Amazon.com doubled its fourth-quarter profit as international sales fueled growth, but the e-tailer’s outlook raised questions about its continued reliance on discounting as it expands into new markets and product categories.
The company met analyst expectations for fourth quarter earnings with net profit of US$207 million, or 48 cents per share. It also surpassed revenue targets, bringing in $5.67 billion in revenue, up 42 percent from the year-before level of $3.99 billion and well above analyst estimates of $5.37 billion.
International sales grew 46 percent in the quarter to $2.59 billion, Amazon said, while sales in North America grew 40 percent to $3.08 billion.
The e-commerce pioneer also managed to issue a stronger-than-expected forecast, a possible sign that its overseas growth — more than half of its sales now come outside the U.S. — will cushion it from any recessionary conditions in the U.S. Amazon forecast first-quarter sales of $3.95 billion to $4.15 billion, ahead of analyst projections of $3.92 billion.

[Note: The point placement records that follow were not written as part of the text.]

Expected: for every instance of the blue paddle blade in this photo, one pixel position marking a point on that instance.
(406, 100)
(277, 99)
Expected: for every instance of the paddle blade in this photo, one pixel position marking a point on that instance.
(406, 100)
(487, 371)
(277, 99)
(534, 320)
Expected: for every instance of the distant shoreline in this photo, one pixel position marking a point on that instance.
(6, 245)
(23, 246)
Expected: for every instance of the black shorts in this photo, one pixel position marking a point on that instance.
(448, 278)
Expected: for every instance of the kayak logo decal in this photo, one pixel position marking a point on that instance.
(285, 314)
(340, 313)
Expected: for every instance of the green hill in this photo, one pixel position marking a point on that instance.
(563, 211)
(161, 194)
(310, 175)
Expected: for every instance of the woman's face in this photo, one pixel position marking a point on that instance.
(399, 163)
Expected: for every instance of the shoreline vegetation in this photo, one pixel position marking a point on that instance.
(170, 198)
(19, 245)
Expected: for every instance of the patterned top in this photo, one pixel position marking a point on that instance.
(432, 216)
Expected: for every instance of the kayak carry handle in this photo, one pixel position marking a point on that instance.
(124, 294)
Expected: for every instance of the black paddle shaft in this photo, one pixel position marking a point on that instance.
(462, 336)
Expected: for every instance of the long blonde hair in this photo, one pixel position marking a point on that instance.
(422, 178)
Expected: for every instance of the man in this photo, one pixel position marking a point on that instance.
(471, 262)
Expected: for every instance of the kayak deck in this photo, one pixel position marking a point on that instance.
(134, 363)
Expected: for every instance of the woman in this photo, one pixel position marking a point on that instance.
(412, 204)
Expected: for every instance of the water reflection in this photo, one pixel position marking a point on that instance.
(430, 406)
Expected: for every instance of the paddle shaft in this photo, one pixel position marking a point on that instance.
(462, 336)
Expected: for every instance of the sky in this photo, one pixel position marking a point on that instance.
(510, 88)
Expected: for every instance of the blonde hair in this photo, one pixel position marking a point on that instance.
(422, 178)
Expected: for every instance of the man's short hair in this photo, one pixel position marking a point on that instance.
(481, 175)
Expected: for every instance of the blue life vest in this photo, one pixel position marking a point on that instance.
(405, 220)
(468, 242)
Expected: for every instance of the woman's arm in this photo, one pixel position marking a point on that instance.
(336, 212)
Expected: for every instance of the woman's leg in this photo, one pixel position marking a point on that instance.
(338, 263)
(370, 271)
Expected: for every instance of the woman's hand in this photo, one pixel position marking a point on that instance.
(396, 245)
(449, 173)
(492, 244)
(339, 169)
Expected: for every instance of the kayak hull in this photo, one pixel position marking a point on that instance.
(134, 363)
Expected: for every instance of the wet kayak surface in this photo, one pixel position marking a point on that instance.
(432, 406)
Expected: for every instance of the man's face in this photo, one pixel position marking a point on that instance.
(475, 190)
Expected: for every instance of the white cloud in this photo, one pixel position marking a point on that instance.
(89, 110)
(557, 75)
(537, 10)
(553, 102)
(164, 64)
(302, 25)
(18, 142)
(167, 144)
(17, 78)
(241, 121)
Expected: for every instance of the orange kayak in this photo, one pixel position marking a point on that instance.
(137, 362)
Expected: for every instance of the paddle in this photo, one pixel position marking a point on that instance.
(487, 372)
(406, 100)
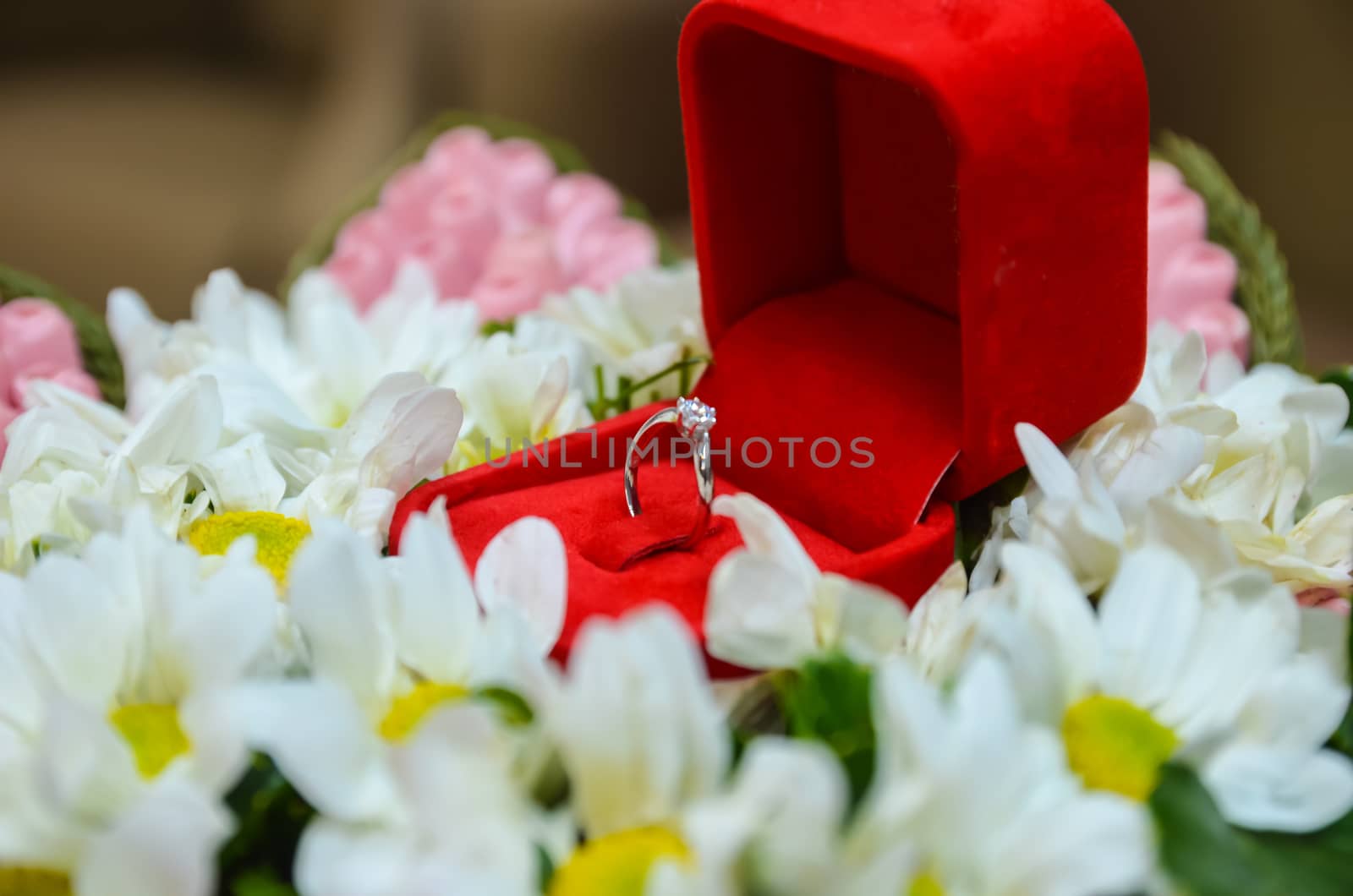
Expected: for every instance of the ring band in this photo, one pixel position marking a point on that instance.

For the full year, Amazon expects sales of $18.75 billion to $19.75 billion, well above analyst expectations of $18.45 billion.

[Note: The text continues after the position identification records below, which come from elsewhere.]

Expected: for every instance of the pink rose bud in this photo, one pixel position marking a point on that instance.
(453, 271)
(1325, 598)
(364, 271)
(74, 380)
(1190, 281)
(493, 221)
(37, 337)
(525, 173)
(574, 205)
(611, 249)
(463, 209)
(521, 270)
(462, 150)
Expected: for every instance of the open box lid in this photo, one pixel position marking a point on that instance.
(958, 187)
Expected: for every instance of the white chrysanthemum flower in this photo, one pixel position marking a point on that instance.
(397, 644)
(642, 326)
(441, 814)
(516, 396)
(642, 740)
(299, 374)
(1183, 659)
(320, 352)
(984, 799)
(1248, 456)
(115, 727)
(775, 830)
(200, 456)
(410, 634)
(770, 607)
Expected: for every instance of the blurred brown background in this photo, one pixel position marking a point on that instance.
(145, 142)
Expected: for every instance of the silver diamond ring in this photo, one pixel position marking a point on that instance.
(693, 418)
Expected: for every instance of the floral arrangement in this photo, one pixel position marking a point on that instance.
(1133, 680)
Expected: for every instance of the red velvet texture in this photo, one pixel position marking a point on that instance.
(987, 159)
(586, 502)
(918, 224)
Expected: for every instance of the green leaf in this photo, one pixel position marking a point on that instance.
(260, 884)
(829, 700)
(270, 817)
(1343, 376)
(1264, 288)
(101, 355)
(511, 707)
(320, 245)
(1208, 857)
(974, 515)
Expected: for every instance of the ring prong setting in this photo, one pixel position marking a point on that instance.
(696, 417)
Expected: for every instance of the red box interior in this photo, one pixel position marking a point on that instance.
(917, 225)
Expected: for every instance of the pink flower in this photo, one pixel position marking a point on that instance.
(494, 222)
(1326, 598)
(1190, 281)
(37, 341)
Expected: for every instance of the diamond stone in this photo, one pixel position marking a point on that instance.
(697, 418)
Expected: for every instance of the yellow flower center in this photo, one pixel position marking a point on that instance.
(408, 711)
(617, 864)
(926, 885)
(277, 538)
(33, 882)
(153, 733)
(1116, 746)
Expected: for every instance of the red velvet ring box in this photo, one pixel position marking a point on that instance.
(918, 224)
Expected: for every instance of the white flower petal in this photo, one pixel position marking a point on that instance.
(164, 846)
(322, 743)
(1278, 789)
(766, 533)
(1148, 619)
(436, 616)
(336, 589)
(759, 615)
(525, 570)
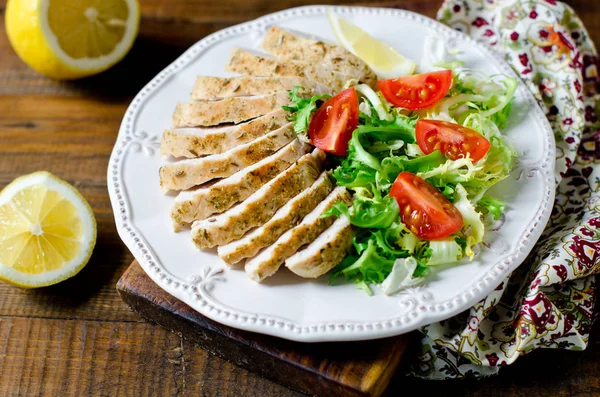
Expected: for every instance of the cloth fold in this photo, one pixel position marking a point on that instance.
(548, 302)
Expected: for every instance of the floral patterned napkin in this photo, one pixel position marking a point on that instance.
(547, 302)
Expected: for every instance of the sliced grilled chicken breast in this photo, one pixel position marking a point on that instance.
(329, 249)
(196, 142)
(284, 219)
(198, 204)
(214, 88)
(229, 110)
(285, 45)
(247, 63)
(259, 207)
(187, 173)
(271, 258)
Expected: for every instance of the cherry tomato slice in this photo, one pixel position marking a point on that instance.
(453, 140)
(331, 126)
(418, 91)
(424, 209)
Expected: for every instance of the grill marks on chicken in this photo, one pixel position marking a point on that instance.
(230, 110)
(270, 259)
(247, 63)
(196, 142)
(247, 185)
(214, 88)
(187, 173)
(285, 45)
(284, 219)
(260, 206)
(200, 203)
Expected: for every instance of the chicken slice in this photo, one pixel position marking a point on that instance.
(329, 249)
(271, 258)
(198, 204)
(284, 219)
(247, 63)
(214, 88)
(259, 207)
(196, 142)
(285, 45)
(229, 110)
(187, 173)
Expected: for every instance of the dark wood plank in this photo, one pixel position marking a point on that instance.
(45, 357)
(353, 369)
(69, 128)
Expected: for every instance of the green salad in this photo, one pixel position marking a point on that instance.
(418, 153)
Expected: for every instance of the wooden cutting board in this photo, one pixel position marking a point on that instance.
(323, 369)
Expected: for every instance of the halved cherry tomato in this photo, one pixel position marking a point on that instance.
(424, 209)
(332, 125)
(453, 140)
(418, 91)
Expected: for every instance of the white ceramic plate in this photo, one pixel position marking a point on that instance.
(286, 305)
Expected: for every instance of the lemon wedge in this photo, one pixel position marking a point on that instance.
(69, 39)
(47, 231)
(385, 61)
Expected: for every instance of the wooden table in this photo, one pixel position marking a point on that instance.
(78, 338)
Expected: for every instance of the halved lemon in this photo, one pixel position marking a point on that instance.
(69, 39)
(385, 61)
(47, 231)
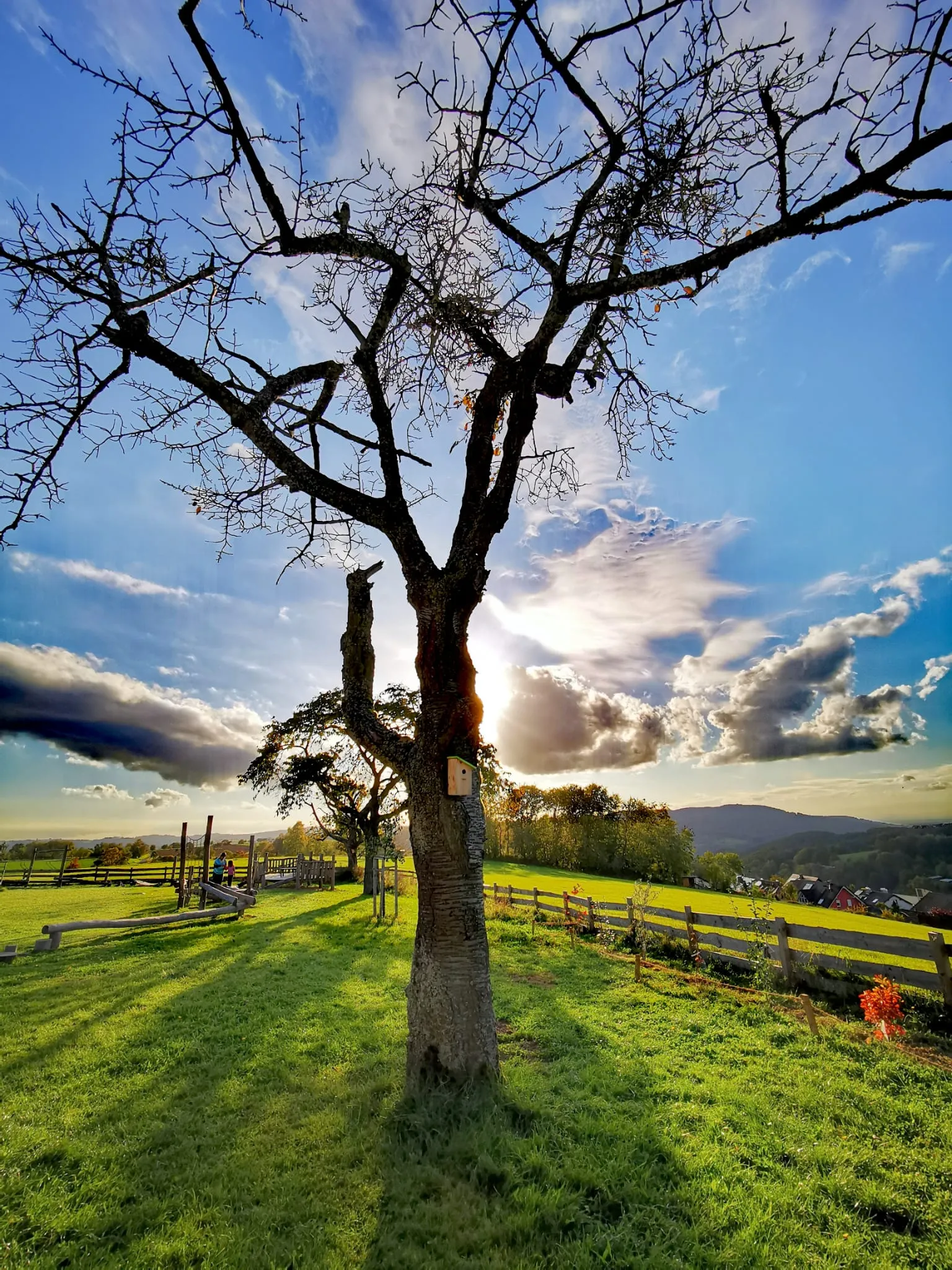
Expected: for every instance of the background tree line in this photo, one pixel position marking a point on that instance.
(586, 828)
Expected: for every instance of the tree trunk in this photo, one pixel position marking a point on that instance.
(452, 1034)
(452, 1030)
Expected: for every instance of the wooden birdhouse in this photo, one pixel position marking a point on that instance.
(459, 778)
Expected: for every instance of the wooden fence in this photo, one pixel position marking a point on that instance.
(163, 874)
(776, 939)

Despite the bullish news, investors sold off Amazon shares in after-hours trading, sending it lower by nearly 10 percent. In morning trading Thursday — after Amazon announced it was buying digital audio book maker Audible.com for $300 million — the stock was down only 2 percent to $72.70 and rose to around $74 by midday.

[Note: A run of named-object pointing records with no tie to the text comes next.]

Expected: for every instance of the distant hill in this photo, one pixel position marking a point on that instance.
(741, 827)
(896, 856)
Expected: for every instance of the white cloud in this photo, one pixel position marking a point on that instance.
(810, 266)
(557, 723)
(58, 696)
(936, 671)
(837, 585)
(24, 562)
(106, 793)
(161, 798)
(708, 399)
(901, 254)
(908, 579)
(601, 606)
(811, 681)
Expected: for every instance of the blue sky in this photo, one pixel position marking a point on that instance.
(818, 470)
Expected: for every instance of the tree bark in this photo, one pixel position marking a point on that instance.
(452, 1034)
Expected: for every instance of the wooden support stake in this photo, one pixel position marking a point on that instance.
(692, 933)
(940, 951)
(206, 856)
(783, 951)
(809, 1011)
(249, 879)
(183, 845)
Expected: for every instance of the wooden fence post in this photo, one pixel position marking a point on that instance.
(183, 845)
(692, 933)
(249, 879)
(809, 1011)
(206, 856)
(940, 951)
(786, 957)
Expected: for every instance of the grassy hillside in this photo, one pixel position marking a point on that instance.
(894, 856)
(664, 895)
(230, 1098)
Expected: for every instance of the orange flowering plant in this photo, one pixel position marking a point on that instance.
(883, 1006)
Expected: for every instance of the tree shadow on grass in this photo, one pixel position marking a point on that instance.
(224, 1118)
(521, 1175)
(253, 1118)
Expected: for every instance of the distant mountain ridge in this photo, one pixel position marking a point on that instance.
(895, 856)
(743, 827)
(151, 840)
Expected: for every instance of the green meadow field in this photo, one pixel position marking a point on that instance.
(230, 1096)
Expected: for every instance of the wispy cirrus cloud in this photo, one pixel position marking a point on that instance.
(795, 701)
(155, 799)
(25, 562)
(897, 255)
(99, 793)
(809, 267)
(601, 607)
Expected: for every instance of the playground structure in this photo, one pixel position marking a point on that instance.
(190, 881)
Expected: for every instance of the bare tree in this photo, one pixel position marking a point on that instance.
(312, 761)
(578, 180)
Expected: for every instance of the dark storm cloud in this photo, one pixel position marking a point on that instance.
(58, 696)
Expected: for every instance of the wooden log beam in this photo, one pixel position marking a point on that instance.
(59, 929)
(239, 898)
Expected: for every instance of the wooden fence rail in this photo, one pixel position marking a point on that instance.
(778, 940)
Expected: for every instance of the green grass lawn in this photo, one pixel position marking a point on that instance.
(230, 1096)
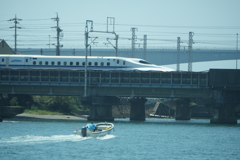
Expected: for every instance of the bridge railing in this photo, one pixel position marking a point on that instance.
(105, 78)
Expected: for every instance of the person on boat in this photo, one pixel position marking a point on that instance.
(91, 127)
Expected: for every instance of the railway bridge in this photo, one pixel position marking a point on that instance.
(218, 88)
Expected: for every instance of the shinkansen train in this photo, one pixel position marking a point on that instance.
(76, 63)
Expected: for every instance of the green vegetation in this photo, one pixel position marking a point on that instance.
(45, 104)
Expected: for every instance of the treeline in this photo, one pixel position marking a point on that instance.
(63, 104)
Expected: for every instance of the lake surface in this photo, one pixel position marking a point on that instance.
(152, 139)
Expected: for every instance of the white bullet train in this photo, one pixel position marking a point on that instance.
(76, 63)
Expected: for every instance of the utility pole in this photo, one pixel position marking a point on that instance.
(237, 51)
(178, 53)
(190, 51)
(145, 47)
(134, 37)
(15, 26)
(58, 35)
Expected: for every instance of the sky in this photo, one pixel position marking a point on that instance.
(215, 23)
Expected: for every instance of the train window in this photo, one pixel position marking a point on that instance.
(144, 62)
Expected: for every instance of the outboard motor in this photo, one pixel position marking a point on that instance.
(84, 131)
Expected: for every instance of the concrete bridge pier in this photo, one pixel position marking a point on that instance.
(224, 115)
(137, 112)
(223, 105)
(101, 108)
(183, 110)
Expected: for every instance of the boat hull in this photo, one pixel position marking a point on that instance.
(103, 129)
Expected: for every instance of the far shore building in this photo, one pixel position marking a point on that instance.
(4, 48)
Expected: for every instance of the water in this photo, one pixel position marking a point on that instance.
(152, 139)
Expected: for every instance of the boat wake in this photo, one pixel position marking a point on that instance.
(30, 139)
(106, 137)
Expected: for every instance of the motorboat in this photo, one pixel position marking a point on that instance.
(101, 129)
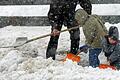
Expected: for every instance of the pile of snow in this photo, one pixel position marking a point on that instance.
(28, 62)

Chief Financial Officer Tom Szkutak declined to comment in a conference call on the possibility of a consumer slowdown in the U.S. and how that might impact Amazon’s results.
“In terms of the economy, what we are seeing is that our business is doing fine,” he said.
Looking Past Growth
While the growth forecast bucked recent trends, investors seemed to focus on Amazon’s continued struggles to boost its profit margins. Margins actually fell in the fourth quarter compared with the year before, which CEO Jeff Bezos said was due in part to the popularity of Amazon’s prepaid shipping discount programs.
For the coming year, Amazon said it expects operating income of $785 million to $985 million, while analysts were calling for more than $1 billion.
Entering new categories, something Amazon has done aggressively over the years, eats into profits, by requiring it to be competitive on price to drive traffic to its new offerings, Szkutak noted. Only after it has built up sales volume in a product category can it start to negotiate discounts with suppliers.
“Being able to afford to lower prices is difficult, and we have been working on that for many many years now, and we expect to continue to work on it for our entire corporate existence,” Bezos said.
‘A Long Process’
“Amazon has been competing on price and they’ve had tremendous top-line sales growth, but the margins have taken a beating,” JupiterResearch analyst Vikram Sehgal told the E-Commerce Times. “They’ve tried to mitigate that by offering additional and different categories, but it’s proven a little harder than previously thought to graduate consumers across multiple categories. They’ve had some success, but it’s a long process.”
Amazon’s frustration is being mirrored by the e-commerce sector overall. Over the past five years, the number of categories the average online shopper buys from has grown only modestly, from 4.2 categories to 4.7. “The number of categories has generally remained more or less the same even though the earlier hypothesis was that people would start to buy a lot more across a lot more different categories once they got comfortable,” the analyst added.
Still, Amazon is well-positioned even as online sales growth overall is expected to slow — Jupiter is forecasting that e-commerce growth will drop to single-digit annual rates by 2011. “People trust Amazon with their credit card information and trust that they’re going to get what they buy,” Sehgal added.
Kindling Audible Excitement
Amazon’s recent new product release of the Kindle e-book reader performed better than expected, it said.
“The Kindle is outpacing our expectations,” Bezos noted, adding that Kindle was built with additional capabilities, including a Web browser and the ability to connect to other Amazon Web services.
Amazon did not disclose specific sales figures for the Kindle or for its MP3 download site, to which it has managed to attract all the major record labels.
Meanwhile, Amazon’s purchase of the digital audio book firm Audible.com will enable it to offer even more content for the Kindle and other mobile media players, the company said.
Protecting Future Business
Amazon may have been motivated by the early sales of the Kindle, which the e-tailer said it was finding it a challenge to keep in stock.
Amazon needed to be in the e-book reader business to protect its future business, Forrester Research analyst James McQuivey told the E-Commerce Times. While readers aren’t clamoring for e-books just yet, publishers and retailers are interested in alternative delivery methods for content, and eventually more advanced electronic paper technology will create more book-like products.
“Amazon needs to be out front so it’s not playing catch-up down the road,” McQuivey said.
With Audible, Amazon is also getting an additional digital version of one of its main products: books. If it is able to move more buyers to digital delivery, it could boost margins by eliminating the need to handle and ship items, he noted.